People who used public transit, such as buses and the metro, were told to observe the rules set by the ruling classes. Some of these limitations included pre-booking tickets online or using bank cards with Wi-Fi payment. It was strongly advised to avoid making cash payments. Furthermore, a one-meter gap should be maintained between people at all times and in all scenarios, including transportation and waiting areas. Seats near the driver were constantly closed for the safety of the operators and passengers. Furthermore, only those with a green pass were able to enter the stations and buses. All employees, drivers, and passengers were required to wear masks at all times.

After a few months of COVID-19, public transit (buses and taxis) was permitted to resume operations throughout the Seven Emirates. However, to enter Abu Dhabi, a green pass with a negative nose test is required. According to the president of the International Air Transport Association, the trade association of the world’s airlines, global airlines will require an additional $70 – 80 billion (256.9 – 293.6 billion dirhams) in government assistance due to the Coronavirus pandemic (Reuters, 2020).

 Impact of COVID-19 on the Real Estate Market

COVID-19 has also inspired the creation and execution of economic policies affecting the real estate sector in the UAE. During the epidemic, the UAE government established rental assistance programs in each of the emirates. In Dubai, for example, the government established a policy in 2020 that suspended all court evictions. The regulation was designed to protect homeowners and real estate consumers who were unable to pay on time. Debtors were also entitled to postpone debt repayments during the COVID-19 epidemic. As a result, economic policies undermine the profitability of the real estate market and frighten away investors.

Impact of COVID-19 on Tourism in UAE:

The tourist sector has long been an important aspect of the UAE’s economy. Tourism contributed 11.59 percent of the country’s overall GDP in 2019. (Al-Qasem et al., 2021). Up to 8.36 million intercontinental travelers visited the UAE in the second quarter of 2019, leading to a 3% increase in tourism volume compared to 2018. As a result, the administration predicted that the country would draw around 20 million tourists the following year. Unfortunately, the significant increase in coronavirus infections hit many countries of the world, including the United Arab Emirates. The government limited the number of tourist permits issued and canceled scheduled flights (Chmaytelli & Khalek, 2020). The unanticipated measures implemented in response to the COVID-19 pandemic eventually resulted in a drop in tourism in the UAE.

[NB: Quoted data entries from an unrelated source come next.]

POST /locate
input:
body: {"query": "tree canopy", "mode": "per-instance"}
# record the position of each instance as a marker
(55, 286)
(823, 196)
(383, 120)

The Impact of COVID-19 on the Education in UAE:

The pandemic outbreak caused a shift to online and distant schooling, which had a severe impact on students’ performance. This study, on the other hand, will explore the COVID-19 influence on education in the UAE from both the good and bad perspectives. This chapter is based on my personal experience as a mother as well as interviews with neighbors, teachers, and coworkers.


The pandemic epidemic resulted in a shift to online and distance education, which had a negative influence on student performance. This research, on the other hand, will investigate COVID-19’s impact on education in the UAE from both positive and negative views. This chapter is based on my own mothering experience as well as interviews with neighbors, teachers, and coworkers. Due to restrictions on migration in and out of the UAE, the number of persons able to purchase constructed residences has decreased. On the other side, pandemic-prevention efforts have had an impact on the tourist industry. Many activities have been canceled, affecting the growth and development of the UAE tourist industry. This article also examines the influence of the COVID-19 issue on education in the UAE, where schools and families have gained new and useful technological skills; nonetheless, numerous detrimental effects on many educational levels have happened.